Speaker: Prof. R. Vijay Tata Institute of Fundamental Research
Time: 2019-10-11 10:00-2019-10-11 11:00
Quantum computers bring in extraordinary capabilities at solving certain problems by taking classically inaccessible paths. A practical quantum computer will need a large number of qubits with good coherence and high fidelity control and measurement. In the superconducting circuit architecture, the transmon qubit is the most popular qubit design and is constructed as a single moderately anharmonic oscillator. In this talk, I will introduce a novel multi-modal circuit nicknamed trimon which implements a novel three-qubit circuit with always-on, all-to-all, longitudinal coupling . This allows simple implementation of high fidelity three-qubit CCNOT gates.
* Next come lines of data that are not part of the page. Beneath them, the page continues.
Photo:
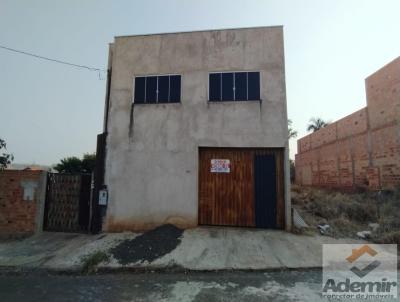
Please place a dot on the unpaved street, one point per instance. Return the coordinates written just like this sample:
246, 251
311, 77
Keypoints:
235, 286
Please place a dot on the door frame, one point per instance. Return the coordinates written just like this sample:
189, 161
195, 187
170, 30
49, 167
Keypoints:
280, 178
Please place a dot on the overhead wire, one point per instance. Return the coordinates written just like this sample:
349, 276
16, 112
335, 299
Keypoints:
99, 70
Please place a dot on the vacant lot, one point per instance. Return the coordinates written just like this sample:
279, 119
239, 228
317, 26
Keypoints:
349, 213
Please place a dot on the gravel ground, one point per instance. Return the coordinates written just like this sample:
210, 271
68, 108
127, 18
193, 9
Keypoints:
148, 246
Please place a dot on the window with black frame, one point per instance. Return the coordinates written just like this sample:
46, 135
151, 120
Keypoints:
234, 86
157, 89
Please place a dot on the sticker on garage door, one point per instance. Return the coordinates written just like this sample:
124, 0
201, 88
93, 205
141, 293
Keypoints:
220, 166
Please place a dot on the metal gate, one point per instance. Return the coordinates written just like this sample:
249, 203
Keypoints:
67, 206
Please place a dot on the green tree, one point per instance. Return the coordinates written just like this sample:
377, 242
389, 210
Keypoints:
316, 124
74, 164
292, 132
5, 158
88, 162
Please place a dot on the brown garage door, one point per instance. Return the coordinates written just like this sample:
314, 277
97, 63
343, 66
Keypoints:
241, 187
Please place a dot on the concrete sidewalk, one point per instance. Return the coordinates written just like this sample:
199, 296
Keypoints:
203, 248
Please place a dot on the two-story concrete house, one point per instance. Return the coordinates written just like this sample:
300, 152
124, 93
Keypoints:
196, 126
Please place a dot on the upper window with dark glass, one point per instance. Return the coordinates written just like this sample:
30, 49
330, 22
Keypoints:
158, 89
234, 86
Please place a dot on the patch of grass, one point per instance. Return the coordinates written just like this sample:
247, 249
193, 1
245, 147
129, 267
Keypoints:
91, 261
349, 213
388, 238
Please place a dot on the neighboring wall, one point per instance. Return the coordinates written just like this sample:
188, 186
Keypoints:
22, 195
362, 149
152, 149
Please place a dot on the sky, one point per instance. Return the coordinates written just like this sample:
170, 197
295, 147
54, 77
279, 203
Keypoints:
50, 111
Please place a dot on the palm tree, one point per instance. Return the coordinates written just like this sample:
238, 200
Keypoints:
316, 123
292, 132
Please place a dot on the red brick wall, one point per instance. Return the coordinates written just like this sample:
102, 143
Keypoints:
362, 149
18, 216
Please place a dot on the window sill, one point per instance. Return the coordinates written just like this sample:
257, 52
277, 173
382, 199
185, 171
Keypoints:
149, 104
230, 102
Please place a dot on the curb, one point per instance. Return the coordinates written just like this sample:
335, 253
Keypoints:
20, 271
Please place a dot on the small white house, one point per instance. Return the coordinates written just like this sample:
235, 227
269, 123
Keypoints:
196, 126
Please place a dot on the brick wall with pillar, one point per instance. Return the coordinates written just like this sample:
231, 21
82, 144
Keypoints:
22, 197
362, 149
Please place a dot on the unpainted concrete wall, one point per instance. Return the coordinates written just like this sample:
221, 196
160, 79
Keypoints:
362, 149
152, 150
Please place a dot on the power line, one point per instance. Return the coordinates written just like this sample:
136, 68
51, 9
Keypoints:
52, 60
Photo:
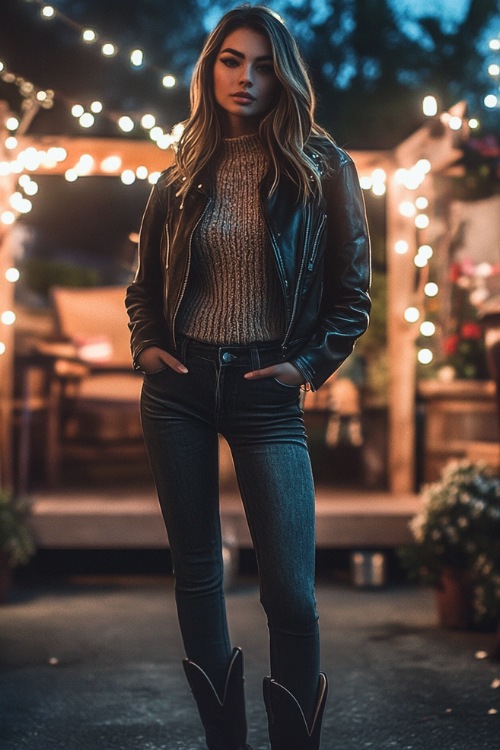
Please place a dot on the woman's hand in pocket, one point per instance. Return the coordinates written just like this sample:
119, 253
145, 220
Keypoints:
153, 359
284, 372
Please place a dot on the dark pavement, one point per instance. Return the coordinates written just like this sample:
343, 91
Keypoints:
94, 664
We demonstrate the universal programmability of this processor by implementing three-qubit versions of the Grover’s and period finding algorithm . I will also discuss how to construct larger processors using the trimon as a three-qubit building block by adapting the well-known cross-resonance gate.
 Tanay Roy et al. Phys. Rev. Applied 7, 054025 (May 2017)
 Tanay Roy et al., ArXiv:1809.00668 (2018)
Dr. R. Vijay, Associate Professor, Tata Institute of Fundamental Research
Vijay completed his Bachelors degree in Physics from St. Stephen's College, Delhi University in 1999. He spent two more years at the University of Cambridge pursuing a BA in Natural Sciences before starting a PhD at Yale University in 2001. At Yale, he developed a new measurement technique for superconducting quantum bits. He continued work on improving quantum measurements during his postdoctoral work at the University of California, Berkeley which led to the first observation of quantum jumps and the first demonstration of quantum feedback in a solid state quantum system. In December 2012, Vijay returned to India and joined TIFR to start a new laboratory. He currently heads the Quantum Measurement and Control Laboratory where the main goal is to develop superior quantum processors and techniques to stabilize quantum states against decoherence. Some key highlights of this group's work include development of a broadband ultralow noise amplifier for quantum measurements and a novel multi-qubit processor design.